In this new paper, William Galston analyzes the political backdrop against which the 2012 general will be waged, offering fuller context into voter attitudes, economic trends, and policy and ideological issues which will shape the electoral outcome. The paper centers on what political realities and challenges Obama and Romney will face in the run-up to Election Day.
Galston asks this important question: What kind of election will 2012 be? The answer, according to Galston, is that this election is shaping up to be a referendum on President Obama and his record and policy accomplishments, and that 2012 will be more like 2004, a “classic mobilization election,” rather than one involving heavy persuasion of swing voters and independents.
This paper consists of six elements:
An examination of polling results and public attitudes toward both candidates and important issues of the day.
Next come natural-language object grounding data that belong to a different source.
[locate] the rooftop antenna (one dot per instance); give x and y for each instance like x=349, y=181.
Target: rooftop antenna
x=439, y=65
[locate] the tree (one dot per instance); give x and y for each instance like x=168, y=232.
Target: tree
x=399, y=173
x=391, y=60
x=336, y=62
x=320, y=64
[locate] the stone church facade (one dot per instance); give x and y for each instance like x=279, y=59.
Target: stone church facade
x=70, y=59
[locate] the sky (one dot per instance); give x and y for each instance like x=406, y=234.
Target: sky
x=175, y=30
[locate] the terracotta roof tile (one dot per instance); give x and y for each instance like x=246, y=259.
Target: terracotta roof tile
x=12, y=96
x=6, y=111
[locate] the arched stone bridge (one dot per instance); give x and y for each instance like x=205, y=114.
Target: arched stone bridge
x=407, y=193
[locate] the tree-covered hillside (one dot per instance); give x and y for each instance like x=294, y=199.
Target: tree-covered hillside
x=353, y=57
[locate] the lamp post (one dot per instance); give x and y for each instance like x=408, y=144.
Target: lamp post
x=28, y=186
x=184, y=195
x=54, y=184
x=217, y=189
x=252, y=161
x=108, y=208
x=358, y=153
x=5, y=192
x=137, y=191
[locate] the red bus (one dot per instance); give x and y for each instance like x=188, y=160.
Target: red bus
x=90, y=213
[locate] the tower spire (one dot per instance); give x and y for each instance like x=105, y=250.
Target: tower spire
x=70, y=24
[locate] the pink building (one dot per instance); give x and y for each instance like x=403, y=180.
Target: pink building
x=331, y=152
- The mood of the country. Galston writes that despite a modest uptick in optimism since the lows of last fall, the 2012 election unfolds against a backdrop of public anxiety and discontent. These worries rest on the sense that the economy has changed fundamentally. Americans have concluded that as we recover, the economy will be very different from what it was before the recession. The changes, they believe, are structural, not cyclical, Galston argues.
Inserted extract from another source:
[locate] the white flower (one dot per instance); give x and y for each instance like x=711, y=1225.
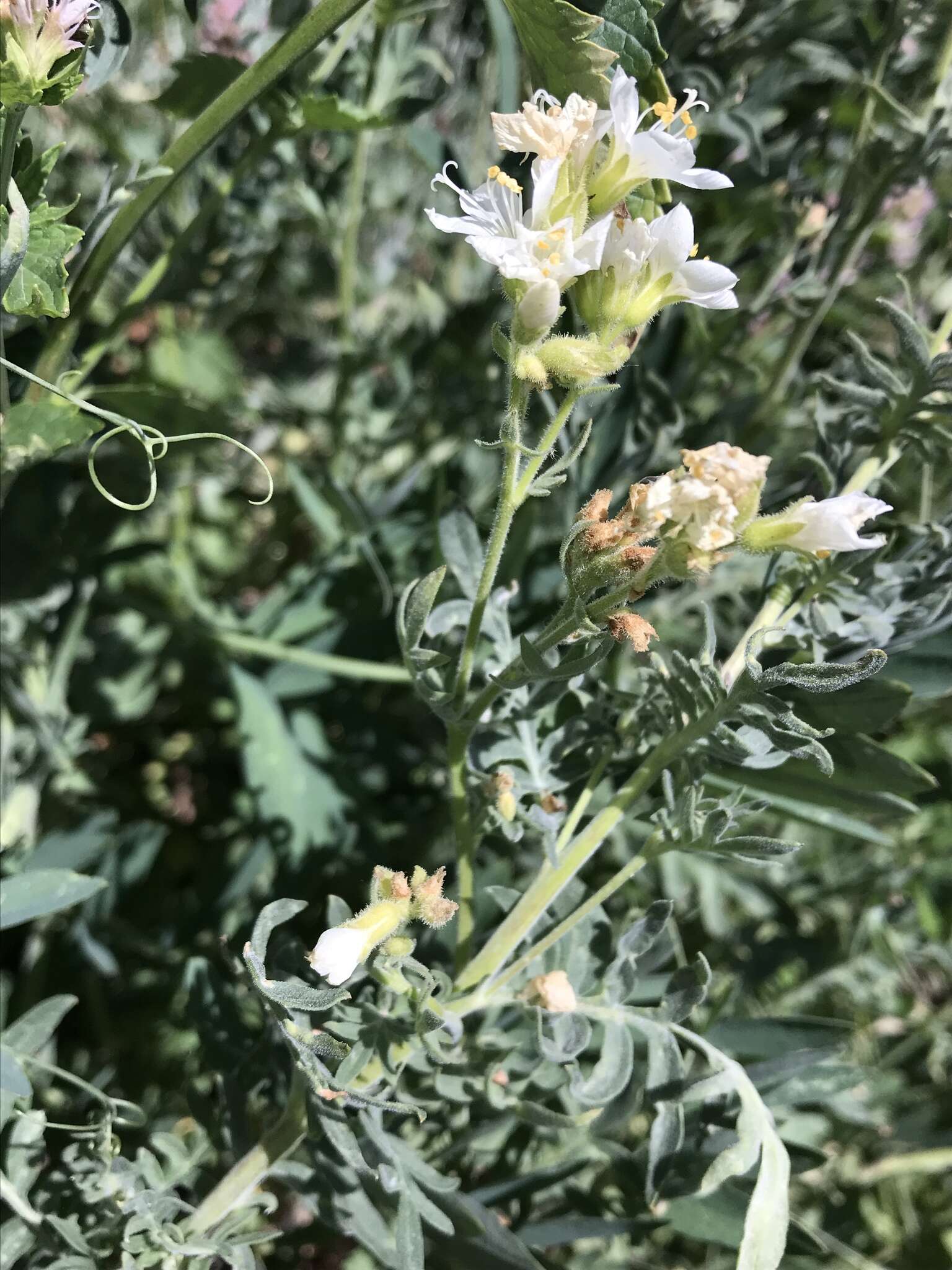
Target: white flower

The issues. Galston reviews how the economy, fiscal policy, foreign policy and health care reform are impacting public opinion and the national conversation as we move into prime campaign season.
Ideology. The election of 2012 takes place against the backdrop of a political system that is more polarized along partisan and ideological lines than it has been since the 1890s, if standard political science measures are correct. This fact has already reshaped the campaigns of both the president and his challenger, Galston asserts.
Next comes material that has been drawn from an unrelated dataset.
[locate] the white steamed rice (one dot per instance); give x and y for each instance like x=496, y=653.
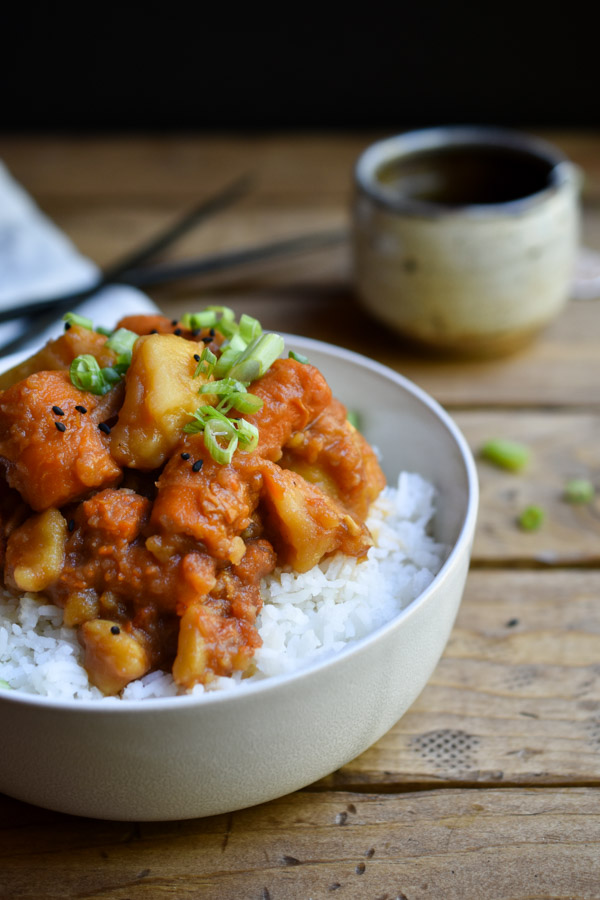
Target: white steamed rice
x=305, y=618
What kind of election will 2012 be? Galston argues that 2012 will be a referendum on Obama and not a choice between the two candidates. And mobilization of base voters looks to be both campaigns’ strategy for winning. Galston offers this advice: “The Romney campaign should do everything it can—consistent with retaining the support of their conservative base—to maintain the perceived gap between their candidate and his party. Conversely, the Obama campaign should work to ensure that swing voters come to see Romney and the Republican Party as indistinguishable. If the Obama team can do that by the fall, they will make Romney far less acceptable to a segment of the electorate that each candidate will need to forge a majority.”
The Electoral College. Galston surveys likely Electoral College outcomes and concludes that Romney has the harder task. Galston observes that: “…[t]here’s a reason why Ohio has been so pivotal for the past half-century: it’s the closest thing we have to a microcosm of the country. That’s why the odds against either candidate winning without it are small—in fact, zero for Romney, and well below fifty percent for Obama.”